XEOM 1 - A novel microscopy system for the chemical imaging of heritage metal surfaces
© Dowsett et al.; licensee Springer. 2015
Received: 13 October 2014
Accepted: 26 February 2015
Published: 1 May 2015
We describe a novel microscopy system which can obtain chemical maps from the surfaces of heritage metals in air or a controlled environment. The microscope, x-ray excited optical microscope Mk 1 (XEOM 1), forms images from x-ray excited optical luminescence (XEOL) induced by illuminating a few square millimetres of the sample with monochromated x-rays (broad beam or macroprobe illumination). XEOL is a spectroscopy tool in its own right and can, under the right circumstances, also be a vehicle for x-ray absorption spectroscopy. This (usually) synchrotron based technique provides information on the chemical state and short-range atomic order of the top few microns of a surface. It is thus well suited to heritage metal corrosion studies and is complementary to synchrotron x-ray diffraction.

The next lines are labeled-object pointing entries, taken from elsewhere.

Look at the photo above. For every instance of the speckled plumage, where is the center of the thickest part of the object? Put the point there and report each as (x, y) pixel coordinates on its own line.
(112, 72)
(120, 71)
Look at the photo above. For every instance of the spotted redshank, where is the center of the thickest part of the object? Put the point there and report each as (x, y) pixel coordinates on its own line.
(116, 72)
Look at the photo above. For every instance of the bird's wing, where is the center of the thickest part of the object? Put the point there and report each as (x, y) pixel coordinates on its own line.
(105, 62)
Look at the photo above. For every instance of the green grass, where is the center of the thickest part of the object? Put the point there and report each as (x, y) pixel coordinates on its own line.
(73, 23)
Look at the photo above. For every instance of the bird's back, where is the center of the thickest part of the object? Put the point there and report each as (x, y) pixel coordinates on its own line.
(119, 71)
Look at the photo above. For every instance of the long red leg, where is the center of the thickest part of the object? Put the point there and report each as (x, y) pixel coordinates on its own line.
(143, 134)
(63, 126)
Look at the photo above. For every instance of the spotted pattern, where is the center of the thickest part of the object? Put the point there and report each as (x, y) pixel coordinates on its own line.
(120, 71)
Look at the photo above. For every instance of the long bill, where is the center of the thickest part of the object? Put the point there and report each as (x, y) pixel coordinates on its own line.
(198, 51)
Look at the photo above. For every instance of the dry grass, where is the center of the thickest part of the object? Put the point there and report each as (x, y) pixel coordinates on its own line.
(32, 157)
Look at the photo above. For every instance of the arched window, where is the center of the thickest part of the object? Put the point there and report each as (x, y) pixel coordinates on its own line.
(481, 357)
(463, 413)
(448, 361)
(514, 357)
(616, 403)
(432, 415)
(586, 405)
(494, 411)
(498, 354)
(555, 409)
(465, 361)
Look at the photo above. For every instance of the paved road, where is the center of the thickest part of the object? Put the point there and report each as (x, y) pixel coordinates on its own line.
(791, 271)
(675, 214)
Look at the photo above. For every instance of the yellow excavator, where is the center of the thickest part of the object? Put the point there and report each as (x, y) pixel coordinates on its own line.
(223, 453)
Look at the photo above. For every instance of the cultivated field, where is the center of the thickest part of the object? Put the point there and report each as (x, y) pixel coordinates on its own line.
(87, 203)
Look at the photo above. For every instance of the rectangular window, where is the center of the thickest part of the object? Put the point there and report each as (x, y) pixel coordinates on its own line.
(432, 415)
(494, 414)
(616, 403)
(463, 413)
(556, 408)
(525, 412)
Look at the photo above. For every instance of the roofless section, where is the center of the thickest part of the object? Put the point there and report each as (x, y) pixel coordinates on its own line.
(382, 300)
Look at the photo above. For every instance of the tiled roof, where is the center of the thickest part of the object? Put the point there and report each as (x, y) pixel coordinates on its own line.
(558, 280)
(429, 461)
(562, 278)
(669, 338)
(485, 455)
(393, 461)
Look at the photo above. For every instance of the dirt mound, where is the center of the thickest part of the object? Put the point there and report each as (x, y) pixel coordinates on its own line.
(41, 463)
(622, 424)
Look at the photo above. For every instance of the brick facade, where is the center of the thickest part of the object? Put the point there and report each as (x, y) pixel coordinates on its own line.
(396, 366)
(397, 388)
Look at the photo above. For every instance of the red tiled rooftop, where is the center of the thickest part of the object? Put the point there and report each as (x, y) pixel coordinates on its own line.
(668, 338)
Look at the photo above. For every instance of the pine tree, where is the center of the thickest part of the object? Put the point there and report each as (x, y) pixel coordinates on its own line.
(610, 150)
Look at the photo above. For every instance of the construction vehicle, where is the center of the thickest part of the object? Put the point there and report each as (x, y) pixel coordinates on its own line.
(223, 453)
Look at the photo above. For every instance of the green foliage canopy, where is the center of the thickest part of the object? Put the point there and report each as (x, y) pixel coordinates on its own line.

Imaging can be performed by scanning the sample under an x-ray microprobe. We show elsewhere that the power density needed for image acquisition on a reasonable time-scale is high enough to damage a patina and modify its chemistry. Although the damaged region may be invisible to the human eye, the data are characteristic of the damage and not the native chemistry of the surface. A macrobeam power density can be 4 orders of magnitude smaller than that for a microbeam and no surface modification was observed on test samples. Features of the instrument are demonstrated using copper test surfaces with a spatially varying patination to establish the ground work for the imaging of copper, cuprite, nantokite and atacamite/paratacamite and a first application from a bronze chain mail link. In parallel we have developed a suite of imaging software which can process XEOM image stacks to produce reduced data sets characteristic of various aspects of the surface chemical map. These include edge-shift (oxidation state) images and edge height (high contrast) images and spectra from user defined regions of interest.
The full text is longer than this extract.